A The fraction of cells with a mispositioned spindle are plotted (mean ± SD, along with values from individual replicates; n = 53/64/44 WT + galactose cells, 26/62/31 + glucose Gal1p:Nip100^CC1cells, and 50/60/43 + galactose Gal1p:Nip100^CC1 cells, all from 3 independent replicates). P values were generated by calculating Z scores. B Representative fluorescence images of Nip100^CC1-overexpressing cells (after growth in galactose-containing media) depicting localization of Nip100^CC1 within cells (arrows, plus end foci; arrowheads, SPB foci). C Cartoon schematic depicting experimental strategy to assess DDA complex formation in the absence or presence of indicated recombinant proteins, added either prior to addition of Hook3 to lysates, or 60 minutes thereafter. D - F Immunoblots and plots depicting relative degree of DDH assembly as a consequence of addition of indicated wild-type factors (D and E), or indicated mutant Ndel1^CC (F). G Representative kymographs from two-color movies depicting motility of 30 nM DDH complexes (assembled as indicated in panel C) in the presence of indicated concentration of fluorescent p150^CC1 or Ndel1. Note the low frequency of comigration of p150^CC1 and Ndel1 with DDH. H Plot (mean ± SD, along with values from independent replicates) depicting frequency of comigration of p150^CC1 or Ndel1 with DDH complexes (n = 646/837/698/539/542/243, 512/1020/449/646/670/558, 775/664/978/486/412/516, 2188/860/770/328/537/349 processively migrating DDH particles for 30 nM and 150 nM p150^CC1, 30 nM and 150 nM Ndel1, respectively. P values were calculated using one-way ANOVA).
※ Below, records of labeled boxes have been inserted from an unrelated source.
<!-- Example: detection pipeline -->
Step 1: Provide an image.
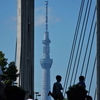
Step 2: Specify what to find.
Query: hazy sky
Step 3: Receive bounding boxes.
[0,0,95,98]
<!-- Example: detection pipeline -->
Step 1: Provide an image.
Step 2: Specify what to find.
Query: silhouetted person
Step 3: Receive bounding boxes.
[48,75,64,100]
[27,95,33,100]
[78,76,86,88]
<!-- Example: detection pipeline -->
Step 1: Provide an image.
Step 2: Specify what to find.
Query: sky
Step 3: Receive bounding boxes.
[0,0,96,99]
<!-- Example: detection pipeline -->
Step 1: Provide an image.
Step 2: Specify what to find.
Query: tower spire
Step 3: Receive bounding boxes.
[45,1,48,31]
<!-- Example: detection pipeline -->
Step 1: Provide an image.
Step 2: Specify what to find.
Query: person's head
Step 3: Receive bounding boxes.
[56,75,62,82]
[29,95,32,99]
[79,76,85,82]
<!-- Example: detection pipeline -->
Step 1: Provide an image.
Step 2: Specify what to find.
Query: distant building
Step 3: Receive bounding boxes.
[40,1,53,100]
[16,0,34,97]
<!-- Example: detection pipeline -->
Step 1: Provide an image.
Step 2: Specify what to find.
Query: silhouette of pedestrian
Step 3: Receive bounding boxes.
[78,76,86,88]
[48,75,64,100]
[27,95,33,100]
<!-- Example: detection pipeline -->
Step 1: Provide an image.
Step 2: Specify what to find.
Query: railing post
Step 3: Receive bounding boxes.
[96,0,100,100]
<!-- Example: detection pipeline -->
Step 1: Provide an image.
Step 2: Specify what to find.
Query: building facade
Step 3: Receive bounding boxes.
[16,0,34,96]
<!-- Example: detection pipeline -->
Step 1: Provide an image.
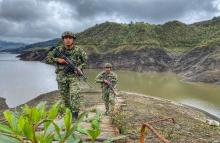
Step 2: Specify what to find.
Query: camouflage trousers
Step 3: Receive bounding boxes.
[102,88,115,112]
[57,73,80,112]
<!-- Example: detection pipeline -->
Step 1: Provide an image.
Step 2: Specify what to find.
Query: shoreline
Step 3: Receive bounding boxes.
[0,88,220,123]
[120,91,220,122]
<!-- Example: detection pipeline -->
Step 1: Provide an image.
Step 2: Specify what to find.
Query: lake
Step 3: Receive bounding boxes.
[0,54,220,118]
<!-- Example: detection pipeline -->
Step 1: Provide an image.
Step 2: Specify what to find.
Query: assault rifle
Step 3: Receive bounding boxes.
[52,47,92,87]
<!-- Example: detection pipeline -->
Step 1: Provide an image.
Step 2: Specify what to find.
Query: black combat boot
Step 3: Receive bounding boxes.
[72,112,79,122]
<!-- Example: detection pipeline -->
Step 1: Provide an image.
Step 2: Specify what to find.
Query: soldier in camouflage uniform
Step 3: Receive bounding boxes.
[46,31,87,120]
[95,63,118,115]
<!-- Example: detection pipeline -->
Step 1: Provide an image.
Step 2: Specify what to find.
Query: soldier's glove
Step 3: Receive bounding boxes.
[103,79,111,85]
[57,58,67,64]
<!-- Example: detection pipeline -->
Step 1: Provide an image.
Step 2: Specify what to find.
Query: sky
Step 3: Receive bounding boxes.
[0,0,220,43]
Figure 6.. Model for dynein activation.

1 Dynein stochastically switches between the autoinhibited ‘phi’ and open states. 2 Ndel1 binding to the ICN SAH (Nyarko et al., 2012), which binds equally well to the phi and open states (Fig. S4A), recruits LIS1 to dynein. 3 An unknown mechanism leads to LIS1 unbinding from Ndel1, and binding to open dynein, thus stabilizing this conformation. 4 Interactions between H2 of the ICN and p150^CC1b (Morgan et al., 2011; Nyarko et al., 2012) competitively inhibit ICN-Ndel1 binding (McKenney et al., 2011), initiate dynein-dynactin binding (independent of a cargo adaptor), and potentially relieves dynactin autoinhibition (the latter of which is due to interactions between p150^CC1 and the pointed end complex) (Lau et al., 2021). 5 Binding of a cargo adaptor to the adaptor-independent dynein-dynactin complex, which requires ICN-p150 binding, leads to assembly of the active dynein-dynactin-adaptor (DDA) complex. Insets show AF2 models of human ICN with either Ndel1 or p150CC1. Note that data suggests that the ICN-p150 interaction involves both the SAH and H2 of ICN (Nyarko et al., 2012), but only the AF2 predicted H2-p150 interaction is shown here. 6 Coincident with microtubule binding, LIS1 dissociates (Ton et al., 2022), and the active DDA complex processively transports cargoes along microtubules.